ANDOVER — A local family has issued a challenge to anyone with a philanthropic itch to scratch: help us help Ironstone.
Doug and Diana Berthiaume, two Andover residents, have offered to donate $500,000 to Ironstone Farm, a non-profit organization that uses horseback riding and a farm environment to provide therapeutic opportunities to help both children and adults with a wide range of disabilities.
The donation comes in the form of a challenge, according to Ironstone Executive Director Deedee O’Brien.
The $500,000 donation comes through matching individual donations of $5,000 or more, totaling up to $500,000, O’Brien said.
Donations made by companies or businesses aren’t eligible for matching, according to O’Brien.
The announcement came at a recent reception at the Andover family’s home, marking the kickoff of a capital campaign geared to expanding Ironstone Farm’s programs and opportunities.
The campaign, “Campaign for Ironstone,” seeks to expand and complete the Ironstone Farm campus and improve the use of the on-campus facilities. The full campaign seeks to raise a total of $5 million, according to the campaign’s case statement.
With $500,000 matching another $500,000 in donations, O’Brien said the challenge is in effect a $1 million investment that will put a significant dent in the campaign early into its life.
“All of this is coming together with several different arms,” she said. “There are five arms to this campaign that we’ve decided to attack at once. We’re working now on priorities and where it will go first.”
The commitment from the Berthiaume family came after a child in the household spent years volunteering and riding at the organization, according to Diana Berthiaume.
“Our daughter opened our eyes to the extraordinary work being done by their talented and caring staff,” Diana Berthiaume said.
While Ironstone has been developing the campaign, “this takes it to a whole new level,” O’Brien said. “We’re putting together all the pieces to try and raise the funds against (the challenge) as quickly and efficiently as we can and still meet the needs or desires of the donors.”
Top doctors and major medical institutions refer clients to Ironstone Farm because of its programs and reputation, according to a press release.
Peter Raffalli, attending physician for child neurology at Boston Children’s Hospital and a member of the Ironstone Therapy Board, said therapeutic riding “uses the horse to deliver traditional physical, occupational, and speech therapy in a unique way — providing integration of fine motor, gross motor, speech and sensory integration in one experience.”
Ironstone Farm clients come in with a variety of needs, according to O’Brien. The horse, through treatment, acts as an impartial healing force.
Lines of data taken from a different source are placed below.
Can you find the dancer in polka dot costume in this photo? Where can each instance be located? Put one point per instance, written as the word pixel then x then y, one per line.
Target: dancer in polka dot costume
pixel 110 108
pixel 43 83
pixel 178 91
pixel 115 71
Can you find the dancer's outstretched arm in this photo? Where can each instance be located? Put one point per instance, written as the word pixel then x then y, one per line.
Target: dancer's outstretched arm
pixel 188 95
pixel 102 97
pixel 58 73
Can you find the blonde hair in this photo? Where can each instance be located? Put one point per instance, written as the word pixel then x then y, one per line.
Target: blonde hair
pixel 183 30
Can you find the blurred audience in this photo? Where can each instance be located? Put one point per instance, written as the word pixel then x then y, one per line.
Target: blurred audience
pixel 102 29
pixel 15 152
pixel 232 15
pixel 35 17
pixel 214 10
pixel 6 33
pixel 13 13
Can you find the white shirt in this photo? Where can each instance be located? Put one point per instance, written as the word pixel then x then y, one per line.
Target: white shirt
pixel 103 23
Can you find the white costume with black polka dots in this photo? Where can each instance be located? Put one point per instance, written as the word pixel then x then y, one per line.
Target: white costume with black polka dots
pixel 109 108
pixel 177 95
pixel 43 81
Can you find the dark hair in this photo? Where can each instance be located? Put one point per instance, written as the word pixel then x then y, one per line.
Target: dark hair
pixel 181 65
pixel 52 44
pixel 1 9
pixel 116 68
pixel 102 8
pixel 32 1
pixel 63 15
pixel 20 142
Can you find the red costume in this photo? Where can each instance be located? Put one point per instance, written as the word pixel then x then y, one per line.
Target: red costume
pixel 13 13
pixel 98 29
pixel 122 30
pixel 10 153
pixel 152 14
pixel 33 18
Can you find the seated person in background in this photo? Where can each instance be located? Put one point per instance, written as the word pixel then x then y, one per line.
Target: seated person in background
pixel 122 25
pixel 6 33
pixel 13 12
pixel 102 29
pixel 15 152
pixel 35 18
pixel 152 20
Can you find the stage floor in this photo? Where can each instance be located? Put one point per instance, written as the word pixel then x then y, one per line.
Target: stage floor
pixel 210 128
“The horse is an unbiased, innocent creature who has feelings,” she said. “Those feelings — he can sense if a person is healing, hurting, if a person needs a connection and is rejecting people around them.”
Many that move through the program have called it “a life-changing experience,” O’Brien said.
The challenge donation, on the other hand, “is a new world for us,” O’Brien said. “It’s a wonderful one.”
While the challenge could be seen as a $1 million donation in totality, it could lead to much bigger things, according to O’Brien.
“It gives us personal endorsement that (the Berthiaumes) believe in the program enough to make this sizable contribution and challenge the community to join them,” she said. “That means a lot to the staff, to the volunteers and the people we serve.”